As noted by José Luis Fiori, the consequences of this mutation in the international chessboard will not be "immediate but will manifest themselves in successive and increasingly stronger waves" as the Atlantic alliance continues to weaken over time. Fiori also adds that this space of coordination will neither lead to the creation of a "military organization like NATO nor an economic and institutional creature like the European Union." However, the war in Ukraine and the growing bellicosity of Washington and its European and Asian allies -mainly Japan and South Korea- against Russia has changed the organization's attitude towards the prevailing economic and financial institutions of the "rules-based world order" imposed by the United States and, we would add, also in front of those of the United Nations system that expressed the balance of power existing at the end of World War II and which have little or nothing to do with today's world.
If in the past this set of institutions was accepted, not without complaints, by the BRICS members, everything now seems to indicate that the current mood is to propose ever more forcefully the change of this biased institutional superstructure of international capitalism. And now the challenging powers have the economic and technological strength to try to do it with a good chance of success. But, even so, it would be premature to speak of "a new world order." The most accurate description of this new reality would be to say that we are in the presence of a competing duality of world orders, with different territorial scopes: one, the declining American order in retreat, and another, with its epicenter in Asia, which has just burst in with force but which, for the time being, is far from imposing itself on a planetary scale.

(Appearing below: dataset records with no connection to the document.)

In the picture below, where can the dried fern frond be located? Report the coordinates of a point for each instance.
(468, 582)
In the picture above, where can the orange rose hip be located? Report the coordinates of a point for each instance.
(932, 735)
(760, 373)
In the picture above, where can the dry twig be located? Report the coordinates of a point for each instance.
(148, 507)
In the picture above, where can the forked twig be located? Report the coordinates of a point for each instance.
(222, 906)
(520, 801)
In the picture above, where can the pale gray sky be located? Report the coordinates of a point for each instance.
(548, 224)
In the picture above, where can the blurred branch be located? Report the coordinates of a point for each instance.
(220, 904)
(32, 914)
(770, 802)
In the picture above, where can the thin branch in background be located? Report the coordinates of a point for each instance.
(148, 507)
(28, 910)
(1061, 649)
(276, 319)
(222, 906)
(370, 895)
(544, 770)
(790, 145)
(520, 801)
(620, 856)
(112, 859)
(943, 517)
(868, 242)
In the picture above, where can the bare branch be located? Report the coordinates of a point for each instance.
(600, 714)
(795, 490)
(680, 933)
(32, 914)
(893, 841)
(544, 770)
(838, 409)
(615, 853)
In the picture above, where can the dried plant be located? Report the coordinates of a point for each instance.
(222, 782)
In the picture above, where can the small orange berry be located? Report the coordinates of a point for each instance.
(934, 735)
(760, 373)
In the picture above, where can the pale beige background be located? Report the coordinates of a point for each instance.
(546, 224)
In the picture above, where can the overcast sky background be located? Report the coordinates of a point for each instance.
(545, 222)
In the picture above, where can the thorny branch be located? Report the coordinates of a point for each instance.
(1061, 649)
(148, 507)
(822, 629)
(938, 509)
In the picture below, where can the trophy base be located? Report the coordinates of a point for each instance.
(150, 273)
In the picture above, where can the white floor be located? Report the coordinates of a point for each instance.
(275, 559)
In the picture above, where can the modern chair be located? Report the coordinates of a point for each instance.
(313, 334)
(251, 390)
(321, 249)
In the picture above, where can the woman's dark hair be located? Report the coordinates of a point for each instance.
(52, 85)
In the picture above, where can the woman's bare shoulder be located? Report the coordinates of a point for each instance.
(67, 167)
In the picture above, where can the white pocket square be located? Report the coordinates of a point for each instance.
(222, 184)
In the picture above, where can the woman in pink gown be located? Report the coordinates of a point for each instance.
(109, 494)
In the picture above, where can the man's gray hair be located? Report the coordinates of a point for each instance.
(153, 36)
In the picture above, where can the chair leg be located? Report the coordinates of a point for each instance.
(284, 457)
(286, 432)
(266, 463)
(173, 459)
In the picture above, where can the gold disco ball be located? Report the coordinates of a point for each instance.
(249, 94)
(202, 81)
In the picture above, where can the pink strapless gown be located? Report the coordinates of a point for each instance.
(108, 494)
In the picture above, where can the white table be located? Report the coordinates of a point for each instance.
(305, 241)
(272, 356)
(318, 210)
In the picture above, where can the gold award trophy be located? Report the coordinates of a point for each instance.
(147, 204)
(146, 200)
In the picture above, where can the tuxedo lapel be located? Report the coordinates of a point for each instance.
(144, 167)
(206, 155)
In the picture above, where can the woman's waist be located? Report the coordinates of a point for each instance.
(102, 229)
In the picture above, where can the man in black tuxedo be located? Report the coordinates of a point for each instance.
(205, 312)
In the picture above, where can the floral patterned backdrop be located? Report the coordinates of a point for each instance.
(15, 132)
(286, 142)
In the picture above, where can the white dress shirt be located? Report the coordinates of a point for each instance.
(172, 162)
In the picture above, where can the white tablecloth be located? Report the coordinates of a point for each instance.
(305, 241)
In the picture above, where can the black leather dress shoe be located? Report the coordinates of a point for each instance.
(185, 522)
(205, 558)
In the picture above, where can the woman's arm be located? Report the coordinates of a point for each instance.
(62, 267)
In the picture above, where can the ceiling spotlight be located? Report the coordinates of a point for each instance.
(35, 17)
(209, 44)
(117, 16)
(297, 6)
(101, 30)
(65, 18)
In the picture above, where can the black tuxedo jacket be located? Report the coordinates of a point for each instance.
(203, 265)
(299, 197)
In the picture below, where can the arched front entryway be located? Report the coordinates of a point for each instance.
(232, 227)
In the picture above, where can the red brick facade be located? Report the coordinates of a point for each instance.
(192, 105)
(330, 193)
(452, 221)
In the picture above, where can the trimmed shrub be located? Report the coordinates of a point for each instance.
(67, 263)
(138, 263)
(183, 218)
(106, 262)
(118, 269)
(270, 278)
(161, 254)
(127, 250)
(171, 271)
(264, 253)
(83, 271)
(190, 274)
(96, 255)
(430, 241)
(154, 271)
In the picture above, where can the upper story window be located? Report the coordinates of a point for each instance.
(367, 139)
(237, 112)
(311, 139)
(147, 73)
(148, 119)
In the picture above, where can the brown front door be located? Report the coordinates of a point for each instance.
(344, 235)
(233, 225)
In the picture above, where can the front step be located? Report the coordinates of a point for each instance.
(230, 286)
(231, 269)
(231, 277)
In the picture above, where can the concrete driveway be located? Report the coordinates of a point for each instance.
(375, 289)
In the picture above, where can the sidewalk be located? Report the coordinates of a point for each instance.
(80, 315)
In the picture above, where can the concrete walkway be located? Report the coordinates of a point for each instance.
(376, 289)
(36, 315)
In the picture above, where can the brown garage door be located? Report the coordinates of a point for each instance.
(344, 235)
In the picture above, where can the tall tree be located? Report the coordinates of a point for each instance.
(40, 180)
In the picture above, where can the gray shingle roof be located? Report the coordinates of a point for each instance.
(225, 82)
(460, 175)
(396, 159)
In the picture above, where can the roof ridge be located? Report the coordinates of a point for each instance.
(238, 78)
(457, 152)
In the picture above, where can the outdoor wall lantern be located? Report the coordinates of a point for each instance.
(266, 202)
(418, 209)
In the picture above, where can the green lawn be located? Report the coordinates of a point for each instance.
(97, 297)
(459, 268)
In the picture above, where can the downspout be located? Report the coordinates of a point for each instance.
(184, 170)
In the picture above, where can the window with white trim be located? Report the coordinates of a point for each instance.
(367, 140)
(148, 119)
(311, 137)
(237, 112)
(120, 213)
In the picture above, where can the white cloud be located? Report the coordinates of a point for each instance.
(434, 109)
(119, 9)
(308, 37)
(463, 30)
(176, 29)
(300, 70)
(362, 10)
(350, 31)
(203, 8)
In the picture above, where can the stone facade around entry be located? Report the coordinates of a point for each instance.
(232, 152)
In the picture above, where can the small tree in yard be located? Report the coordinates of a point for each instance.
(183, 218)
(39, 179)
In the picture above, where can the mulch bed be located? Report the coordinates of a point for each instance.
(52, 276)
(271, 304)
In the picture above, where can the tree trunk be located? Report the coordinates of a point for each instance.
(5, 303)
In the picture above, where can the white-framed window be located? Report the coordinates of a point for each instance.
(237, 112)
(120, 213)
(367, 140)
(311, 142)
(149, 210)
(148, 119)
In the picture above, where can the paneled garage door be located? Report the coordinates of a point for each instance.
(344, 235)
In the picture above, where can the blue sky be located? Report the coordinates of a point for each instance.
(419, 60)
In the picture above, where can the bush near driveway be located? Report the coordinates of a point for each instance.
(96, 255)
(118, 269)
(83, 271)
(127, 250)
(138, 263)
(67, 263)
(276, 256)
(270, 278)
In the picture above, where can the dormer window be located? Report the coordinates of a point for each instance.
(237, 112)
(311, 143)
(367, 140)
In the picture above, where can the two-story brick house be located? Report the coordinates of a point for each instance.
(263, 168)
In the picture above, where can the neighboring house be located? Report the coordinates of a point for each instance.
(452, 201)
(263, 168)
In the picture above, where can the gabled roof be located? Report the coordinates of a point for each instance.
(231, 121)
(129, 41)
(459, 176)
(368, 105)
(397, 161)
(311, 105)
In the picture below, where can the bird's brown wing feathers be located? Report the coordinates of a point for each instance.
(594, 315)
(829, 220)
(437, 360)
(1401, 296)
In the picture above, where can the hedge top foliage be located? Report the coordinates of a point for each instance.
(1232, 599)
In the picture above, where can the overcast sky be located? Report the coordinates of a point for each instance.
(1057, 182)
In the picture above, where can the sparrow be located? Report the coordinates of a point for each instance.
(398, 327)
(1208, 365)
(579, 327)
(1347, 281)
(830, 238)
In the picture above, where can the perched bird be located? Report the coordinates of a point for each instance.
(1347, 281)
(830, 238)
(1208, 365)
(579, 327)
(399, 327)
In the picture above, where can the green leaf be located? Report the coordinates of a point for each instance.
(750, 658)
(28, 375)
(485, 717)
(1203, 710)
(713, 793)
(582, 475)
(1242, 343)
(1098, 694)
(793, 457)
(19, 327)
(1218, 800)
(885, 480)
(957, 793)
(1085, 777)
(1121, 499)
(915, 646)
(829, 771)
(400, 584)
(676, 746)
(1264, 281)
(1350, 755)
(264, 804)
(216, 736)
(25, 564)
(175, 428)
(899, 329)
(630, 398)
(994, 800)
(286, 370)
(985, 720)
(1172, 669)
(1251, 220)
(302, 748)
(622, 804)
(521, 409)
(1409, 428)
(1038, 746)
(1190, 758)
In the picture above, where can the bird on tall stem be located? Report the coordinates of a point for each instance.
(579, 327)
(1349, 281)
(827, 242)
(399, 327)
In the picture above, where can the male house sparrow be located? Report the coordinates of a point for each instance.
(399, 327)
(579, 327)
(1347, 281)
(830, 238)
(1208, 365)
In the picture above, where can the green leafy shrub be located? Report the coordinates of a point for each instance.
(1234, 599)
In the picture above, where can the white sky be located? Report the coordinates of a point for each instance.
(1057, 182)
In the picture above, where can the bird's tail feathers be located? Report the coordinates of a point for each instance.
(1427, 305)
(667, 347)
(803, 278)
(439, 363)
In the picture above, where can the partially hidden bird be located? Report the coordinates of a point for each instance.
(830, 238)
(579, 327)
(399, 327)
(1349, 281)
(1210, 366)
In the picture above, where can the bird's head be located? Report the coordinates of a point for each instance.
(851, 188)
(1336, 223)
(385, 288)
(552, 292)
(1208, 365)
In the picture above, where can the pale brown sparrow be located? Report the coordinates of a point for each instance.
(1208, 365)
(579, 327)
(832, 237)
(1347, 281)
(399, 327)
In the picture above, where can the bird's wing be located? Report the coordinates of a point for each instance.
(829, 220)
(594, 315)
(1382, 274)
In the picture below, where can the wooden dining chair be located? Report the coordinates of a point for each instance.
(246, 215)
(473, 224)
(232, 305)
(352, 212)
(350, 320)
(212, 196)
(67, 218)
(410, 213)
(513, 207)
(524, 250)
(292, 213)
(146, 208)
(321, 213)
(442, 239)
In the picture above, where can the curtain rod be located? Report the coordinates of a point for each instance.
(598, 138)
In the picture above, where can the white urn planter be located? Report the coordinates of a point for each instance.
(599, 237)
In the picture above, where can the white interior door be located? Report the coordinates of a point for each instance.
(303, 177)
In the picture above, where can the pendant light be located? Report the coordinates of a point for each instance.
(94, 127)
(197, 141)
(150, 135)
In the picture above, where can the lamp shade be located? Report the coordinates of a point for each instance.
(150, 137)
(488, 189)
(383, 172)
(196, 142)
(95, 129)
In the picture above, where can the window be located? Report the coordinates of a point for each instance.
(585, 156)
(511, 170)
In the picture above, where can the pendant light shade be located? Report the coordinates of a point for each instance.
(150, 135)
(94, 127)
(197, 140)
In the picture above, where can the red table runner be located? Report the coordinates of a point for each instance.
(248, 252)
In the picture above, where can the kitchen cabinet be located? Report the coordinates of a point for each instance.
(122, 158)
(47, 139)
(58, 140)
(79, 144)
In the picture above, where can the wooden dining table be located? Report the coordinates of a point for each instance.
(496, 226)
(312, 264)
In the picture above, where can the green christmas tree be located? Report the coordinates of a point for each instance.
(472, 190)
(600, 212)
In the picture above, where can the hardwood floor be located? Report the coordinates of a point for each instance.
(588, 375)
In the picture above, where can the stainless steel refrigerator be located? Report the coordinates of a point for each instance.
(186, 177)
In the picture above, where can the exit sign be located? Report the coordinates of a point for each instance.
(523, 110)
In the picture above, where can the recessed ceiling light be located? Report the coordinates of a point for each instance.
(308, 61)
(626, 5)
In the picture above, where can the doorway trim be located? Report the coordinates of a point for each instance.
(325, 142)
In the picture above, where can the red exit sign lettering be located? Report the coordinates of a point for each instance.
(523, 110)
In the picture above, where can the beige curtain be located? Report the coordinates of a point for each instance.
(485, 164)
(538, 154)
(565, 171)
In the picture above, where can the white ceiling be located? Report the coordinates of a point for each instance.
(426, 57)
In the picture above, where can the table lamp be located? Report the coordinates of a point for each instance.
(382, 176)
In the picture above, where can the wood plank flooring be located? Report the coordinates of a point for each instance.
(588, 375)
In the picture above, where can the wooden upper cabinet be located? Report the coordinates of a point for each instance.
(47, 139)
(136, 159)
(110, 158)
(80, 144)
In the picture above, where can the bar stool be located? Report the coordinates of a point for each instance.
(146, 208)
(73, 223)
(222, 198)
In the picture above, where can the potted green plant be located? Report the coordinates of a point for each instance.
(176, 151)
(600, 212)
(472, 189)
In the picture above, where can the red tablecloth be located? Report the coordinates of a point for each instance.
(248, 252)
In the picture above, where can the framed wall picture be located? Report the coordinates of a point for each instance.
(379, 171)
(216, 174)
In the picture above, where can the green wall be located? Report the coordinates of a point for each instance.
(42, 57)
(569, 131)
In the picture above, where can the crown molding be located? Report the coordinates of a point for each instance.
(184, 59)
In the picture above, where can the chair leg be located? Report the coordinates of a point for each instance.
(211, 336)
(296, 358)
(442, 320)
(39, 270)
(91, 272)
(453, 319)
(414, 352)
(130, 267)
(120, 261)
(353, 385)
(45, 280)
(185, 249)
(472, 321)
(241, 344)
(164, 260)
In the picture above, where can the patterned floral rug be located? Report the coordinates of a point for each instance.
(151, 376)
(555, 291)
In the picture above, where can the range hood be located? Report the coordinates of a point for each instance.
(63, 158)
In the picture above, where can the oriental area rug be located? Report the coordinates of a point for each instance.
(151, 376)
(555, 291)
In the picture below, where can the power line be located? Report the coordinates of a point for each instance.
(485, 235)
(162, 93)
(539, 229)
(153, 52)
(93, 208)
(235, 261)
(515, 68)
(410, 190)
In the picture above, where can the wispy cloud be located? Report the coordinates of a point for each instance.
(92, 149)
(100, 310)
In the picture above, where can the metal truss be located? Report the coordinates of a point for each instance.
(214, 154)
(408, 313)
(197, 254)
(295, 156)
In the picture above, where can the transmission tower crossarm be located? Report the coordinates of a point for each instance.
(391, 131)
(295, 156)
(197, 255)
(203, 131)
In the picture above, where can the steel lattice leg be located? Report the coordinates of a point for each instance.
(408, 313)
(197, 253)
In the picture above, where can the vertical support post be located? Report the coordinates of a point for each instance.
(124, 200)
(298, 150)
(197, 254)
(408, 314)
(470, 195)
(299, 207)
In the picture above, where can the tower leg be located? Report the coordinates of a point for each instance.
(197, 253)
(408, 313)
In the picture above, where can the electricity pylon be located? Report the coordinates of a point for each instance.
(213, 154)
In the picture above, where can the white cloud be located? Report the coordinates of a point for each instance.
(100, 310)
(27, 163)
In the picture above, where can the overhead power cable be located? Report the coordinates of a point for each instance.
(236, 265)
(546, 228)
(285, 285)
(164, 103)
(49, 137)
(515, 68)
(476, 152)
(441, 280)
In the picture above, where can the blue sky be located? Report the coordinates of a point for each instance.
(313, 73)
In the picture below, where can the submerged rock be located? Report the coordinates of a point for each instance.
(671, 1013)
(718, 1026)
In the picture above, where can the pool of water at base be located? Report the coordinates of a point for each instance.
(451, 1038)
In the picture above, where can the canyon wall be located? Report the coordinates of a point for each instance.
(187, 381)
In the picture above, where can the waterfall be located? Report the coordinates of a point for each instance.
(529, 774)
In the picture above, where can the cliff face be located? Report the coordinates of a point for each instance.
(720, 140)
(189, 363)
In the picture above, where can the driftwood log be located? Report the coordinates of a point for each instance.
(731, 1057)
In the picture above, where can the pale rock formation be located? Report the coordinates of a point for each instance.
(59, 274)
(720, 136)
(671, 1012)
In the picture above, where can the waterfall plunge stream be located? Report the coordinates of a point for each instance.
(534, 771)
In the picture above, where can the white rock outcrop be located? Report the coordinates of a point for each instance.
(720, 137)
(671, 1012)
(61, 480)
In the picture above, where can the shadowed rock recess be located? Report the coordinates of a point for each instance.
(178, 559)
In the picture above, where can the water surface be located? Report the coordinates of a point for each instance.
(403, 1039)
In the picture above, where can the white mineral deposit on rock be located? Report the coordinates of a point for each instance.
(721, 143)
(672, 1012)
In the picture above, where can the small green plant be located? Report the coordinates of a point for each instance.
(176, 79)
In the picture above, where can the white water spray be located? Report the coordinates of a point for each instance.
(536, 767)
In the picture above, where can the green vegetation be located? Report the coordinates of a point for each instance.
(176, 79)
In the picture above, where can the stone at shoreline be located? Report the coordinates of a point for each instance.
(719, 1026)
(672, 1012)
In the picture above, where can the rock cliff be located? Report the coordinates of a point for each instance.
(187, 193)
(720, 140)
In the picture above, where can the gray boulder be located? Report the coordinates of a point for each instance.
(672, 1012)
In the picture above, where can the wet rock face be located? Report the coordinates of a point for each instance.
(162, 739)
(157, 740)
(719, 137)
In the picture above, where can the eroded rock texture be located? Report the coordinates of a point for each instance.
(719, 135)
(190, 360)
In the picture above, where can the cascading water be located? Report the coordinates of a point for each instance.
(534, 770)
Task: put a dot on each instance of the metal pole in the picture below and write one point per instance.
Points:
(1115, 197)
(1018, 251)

One last consideration: For a correct understanding of the current situation, it is very important to avoid drawing bold parallels between the BRICS and their opposition to the Western alliance, with the old bipolarism that placed the United States and its Western allies in confrontation with the Soviet camp. One of the distinctive features of the current situation is that the challengers of US hegemony maintain strong ties of economic interdependence with the United States and European countries, something that did not exist at all during the Cold War years.
Trade between the United States and China, for example, stood at around $700 billion in 2022, something unimaginable in the years of Soviet-US bipolarism. Beyond frequent rhetorical overtones, this commercial relationship conditions, at least in part, the attitudes and concrete policies of both countries, and by extension of both blocs. Yet, a trade war can trigger a conventional war, and the continued threats by the United States and NATO countries against China are a worrying proof of this.
If rationality prevails, commercial interdependence could promote negotiations to establish a safer international environment. This would largely depend upon the rationality of the main governmental actors. The weight of the military-industrial complex in the United States (and throughout the West) forces us to be pessimistic about it. The way the Ukrainian crisis is resolved will give us a key to predict what the more likely outcome could be. In any case, and beyond these eventualities: Welcome to multipolarity!
(1) Huntington's paper can be found in: Foreign Affairs, Mar/Apr 1999, Vol. 78, Issue 2. We noted the emergence of these trends toward a post-hegemonic world shortly after the collapse of the Soviet Union and the bipolar order and while established thinking in both U.S. and European academias sere busy singing the hymns of the "new American century." See our "Towards a Post-Hegemonic Age? The end of Pax Americana," in Security Dialogue, Vol. 25, No. 2, 1994.